In ogni caso, Comito è il nome che salverebbe il M5S da un possibile esodo di consensi.
Ma tra i grillini rimangono le onte di qualche “incongruenza”.
L’opposizione “fumè” e quel genero imputato in Rinascita-Scott
Alle elezioni provinciali del 2021 il M5S ha “toppato” sostenendo il consigliere comunale di “Vibo Democratica” Marco Miceli, il cui padre, Angelo Michele Miceli, noto esponente del Pd e già direttore sanitario dell’Asp vibonese, è stato rinviato a giudizio per concorso in abuso d’ufficio ed il suo nome compare nell’inchiesta della Dda “Maestrale” (pur non essendo indagato).
Ma a “scricchiolare” in questi anni è stata l’opposizione fumosa del capogruppo grillino in consiglio comunale, il già citato Domenico Santoro che, di recente, addirittura si è rifiutato di votare la sfiducia alla sindaca di Forza Italia Maria Limardo.
Santoro, inoltre, quando in aula si discuteva di pratiche inerenti il bilancio, abbandonava l’aula. Perchè? Perchè dallo scorso 31 dicembre, come da decreto sindacale 7/2022, a diventare dirigente del settore bilancio, per volontà della sindaca, è Claudia Santoro (“bell’ ‘e papà”), figlia del pentastellato.

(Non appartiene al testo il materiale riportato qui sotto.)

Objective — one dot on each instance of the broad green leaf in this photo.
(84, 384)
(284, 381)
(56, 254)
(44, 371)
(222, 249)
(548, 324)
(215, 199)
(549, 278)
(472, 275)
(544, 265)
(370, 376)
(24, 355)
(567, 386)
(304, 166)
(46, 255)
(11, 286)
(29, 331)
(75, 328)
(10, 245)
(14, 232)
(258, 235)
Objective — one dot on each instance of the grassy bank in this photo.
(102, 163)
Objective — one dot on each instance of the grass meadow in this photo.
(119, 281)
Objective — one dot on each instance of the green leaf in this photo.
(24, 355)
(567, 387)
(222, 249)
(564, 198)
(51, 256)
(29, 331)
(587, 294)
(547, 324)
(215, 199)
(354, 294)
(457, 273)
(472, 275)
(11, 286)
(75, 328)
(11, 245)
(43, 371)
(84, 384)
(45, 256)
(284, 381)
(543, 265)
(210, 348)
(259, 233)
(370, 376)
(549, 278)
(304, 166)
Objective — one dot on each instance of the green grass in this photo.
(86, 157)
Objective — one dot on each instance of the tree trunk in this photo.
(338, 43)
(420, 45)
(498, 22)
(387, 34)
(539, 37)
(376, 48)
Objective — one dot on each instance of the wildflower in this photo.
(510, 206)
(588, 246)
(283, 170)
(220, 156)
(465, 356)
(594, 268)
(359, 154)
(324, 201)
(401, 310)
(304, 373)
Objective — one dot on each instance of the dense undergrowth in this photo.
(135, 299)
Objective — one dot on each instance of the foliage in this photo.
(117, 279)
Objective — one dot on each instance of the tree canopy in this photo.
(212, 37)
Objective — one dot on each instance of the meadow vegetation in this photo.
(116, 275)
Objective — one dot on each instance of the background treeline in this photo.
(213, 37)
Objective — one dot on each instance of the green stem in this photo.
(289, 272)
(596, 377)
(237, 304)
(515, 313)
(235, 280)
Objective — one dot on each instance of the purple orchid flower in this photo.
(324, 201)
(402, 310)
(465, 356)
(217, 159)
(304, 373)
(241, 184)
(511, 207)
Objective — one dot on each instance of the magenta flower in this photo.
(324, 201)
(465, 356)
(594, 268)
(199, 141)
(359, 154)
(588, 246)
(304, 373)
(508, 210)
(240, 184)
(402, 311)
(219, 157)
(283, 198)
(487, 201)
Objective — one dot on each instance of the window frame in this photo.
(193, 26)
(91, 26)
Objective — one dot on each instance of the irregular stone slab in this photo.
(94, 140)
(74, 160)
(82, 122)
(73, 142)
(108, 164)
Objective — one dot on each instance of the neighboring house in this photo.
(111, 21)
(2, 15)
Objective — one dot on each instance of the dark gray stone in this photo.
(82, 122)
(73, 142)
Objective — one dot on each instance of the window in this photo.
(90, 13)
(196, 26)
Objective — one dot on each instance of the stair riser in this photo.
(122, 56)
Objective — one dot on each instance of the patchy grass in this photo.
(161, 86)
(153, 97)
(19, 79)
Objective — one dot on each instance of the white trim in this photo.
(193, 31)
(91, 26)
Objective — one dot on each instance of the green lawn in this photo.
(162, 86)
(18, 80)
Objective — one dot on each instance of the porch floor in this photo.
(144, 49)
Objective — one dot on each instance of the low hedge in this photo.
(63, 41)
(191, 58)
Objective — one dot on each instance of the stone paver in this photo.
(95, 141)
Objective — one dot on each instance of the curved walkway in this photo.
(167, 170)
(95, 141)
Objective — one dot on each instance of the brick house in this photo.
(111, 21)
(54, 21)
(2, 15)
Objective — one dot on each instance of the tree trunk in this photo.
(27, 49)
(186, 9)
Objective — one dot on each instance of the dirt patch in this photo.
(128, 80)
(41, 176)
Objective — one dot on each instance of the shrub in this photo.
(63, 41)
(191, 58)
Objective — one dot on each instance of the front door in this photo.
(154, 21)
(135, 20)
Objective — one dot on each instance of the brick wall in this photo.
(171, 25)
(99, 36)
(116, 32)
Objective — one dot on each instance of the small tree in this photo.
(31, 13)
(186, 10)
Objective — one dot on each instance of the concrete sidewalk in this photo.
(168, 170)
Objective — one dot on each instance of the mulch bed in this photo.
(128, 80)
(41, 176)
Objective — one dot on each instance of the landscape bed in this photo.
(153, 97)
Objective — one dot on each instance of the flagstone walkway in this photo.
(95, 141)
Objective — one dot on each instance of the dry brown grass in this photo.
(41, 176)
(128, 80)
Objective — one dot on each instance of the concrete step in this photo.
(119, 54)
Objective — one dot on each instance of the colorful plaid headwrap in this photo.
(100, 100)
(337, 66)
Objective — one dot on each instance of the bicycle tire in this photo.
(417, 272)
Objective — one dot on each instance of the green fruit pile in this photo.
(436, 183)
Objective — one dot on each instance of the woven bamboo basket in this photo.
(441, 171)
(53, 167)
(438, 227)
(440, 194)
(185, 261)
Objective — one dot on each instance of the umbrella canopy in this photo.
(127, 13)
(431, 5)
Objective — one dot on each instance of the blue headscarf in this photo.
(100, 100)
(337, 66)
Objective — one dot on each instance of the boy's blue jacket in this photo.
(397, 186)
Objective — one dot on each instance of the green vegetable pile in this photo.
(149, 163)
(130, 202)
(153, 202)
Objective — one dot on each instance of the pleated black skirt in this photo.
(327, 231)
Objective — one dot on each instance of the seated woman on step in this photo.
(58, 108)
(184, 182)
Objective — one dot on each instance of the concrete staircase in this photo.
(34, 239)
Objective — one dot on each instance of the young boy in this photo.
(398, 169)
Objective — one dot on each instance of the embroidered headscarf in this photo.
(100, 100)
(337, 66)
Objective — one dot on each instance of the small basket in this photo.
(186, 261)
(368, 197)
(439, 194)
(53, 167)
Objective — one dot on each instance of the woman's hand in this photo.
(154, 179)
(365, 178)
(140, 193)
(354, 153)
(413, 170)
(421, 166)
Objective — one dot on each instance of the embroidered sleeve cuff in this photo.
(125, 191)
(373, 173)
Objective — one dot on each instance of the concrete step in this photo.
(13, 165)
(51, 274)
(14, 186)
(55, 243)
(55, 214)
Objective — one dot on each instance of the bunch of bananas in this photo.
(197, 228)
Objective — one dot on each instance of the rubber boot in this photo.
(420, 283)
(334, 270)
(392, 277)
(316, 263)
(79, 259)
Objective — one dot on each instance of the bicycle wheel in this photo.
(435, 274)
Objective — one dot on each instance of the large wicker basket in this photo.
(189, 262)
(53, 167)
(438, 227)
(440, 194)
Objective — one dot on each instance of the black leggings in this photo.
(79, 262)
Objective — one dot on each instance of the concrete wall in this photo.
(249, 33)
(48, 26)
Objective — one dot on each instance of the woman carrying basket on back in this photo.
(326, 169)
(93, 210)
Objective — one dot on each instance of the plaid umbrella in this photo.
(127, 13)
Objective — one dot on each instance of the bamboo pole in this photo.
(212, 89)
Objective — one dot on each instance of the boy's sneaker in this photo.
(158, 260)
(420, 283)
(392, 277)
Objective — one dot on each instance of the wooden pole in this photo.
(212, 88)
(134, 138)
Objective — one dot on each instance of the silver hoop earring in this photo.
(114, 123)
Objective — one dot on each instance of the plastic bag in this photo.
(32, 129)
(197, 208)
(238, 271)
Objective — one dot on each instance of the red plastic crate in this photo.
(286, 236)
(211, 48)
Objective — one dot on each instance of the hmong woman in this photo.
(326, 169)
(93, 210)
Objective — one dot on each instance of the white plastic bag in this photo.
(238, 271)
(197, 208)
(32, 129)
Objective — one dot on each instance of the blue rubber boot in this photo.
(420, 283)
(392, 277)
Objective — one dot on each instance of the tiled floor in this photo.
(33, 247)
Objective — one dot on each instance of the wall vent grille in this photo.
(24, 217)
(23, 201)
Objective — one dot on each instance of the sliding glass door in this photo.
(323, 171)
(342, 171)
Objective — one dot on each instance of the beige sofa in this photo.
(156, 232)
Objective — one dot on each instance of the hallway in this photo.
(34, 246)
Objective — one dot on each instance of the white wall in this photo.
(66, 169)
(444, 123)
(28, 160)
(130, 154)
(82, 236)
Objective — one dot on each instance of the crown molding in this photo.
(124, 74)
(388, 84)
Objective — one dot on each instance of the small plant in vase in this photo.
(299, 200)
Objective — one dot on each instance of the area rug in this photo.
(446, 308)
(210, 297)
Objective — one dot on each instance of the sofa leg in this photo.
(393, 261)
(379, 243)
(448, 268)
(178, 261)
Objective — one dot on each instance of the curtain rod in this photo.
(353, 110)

La stessa, quindi, è risultata vincitrice di concorso da dirigente (prima era funzionaria con tanto di posizione organizzativa) proprio durante la consiliatura del padre.
Claudia “bell’ ‘e papà” è sposata con l’imprenditore Raffaele Lo Schiavo, imputato nel processo con rito ordinario “Rinascita-Scott”. Nei suoi confronti la Dda di Catanzaro guidata all’epoca da Nicola Gratteri ha chiesto la condanna a 1 anno e 6 mesi per turbativa d’asta.
Per la Dda di Catanzaro, Raffaele Lo Schiavo era un prestanome di Mario e Umberto Artusa, imputati nel medesimo processo con l’accusa, tra le altre, di associazione mafiosa (al clan Mancuso di Limbadi).
Non so cosa potrebbero dirne i parlamentari Roberto Scarpinato e Cafiero De Raho, ma siamo sicuri che per le comunali i pentastellati debbano ri-partire da Santoro?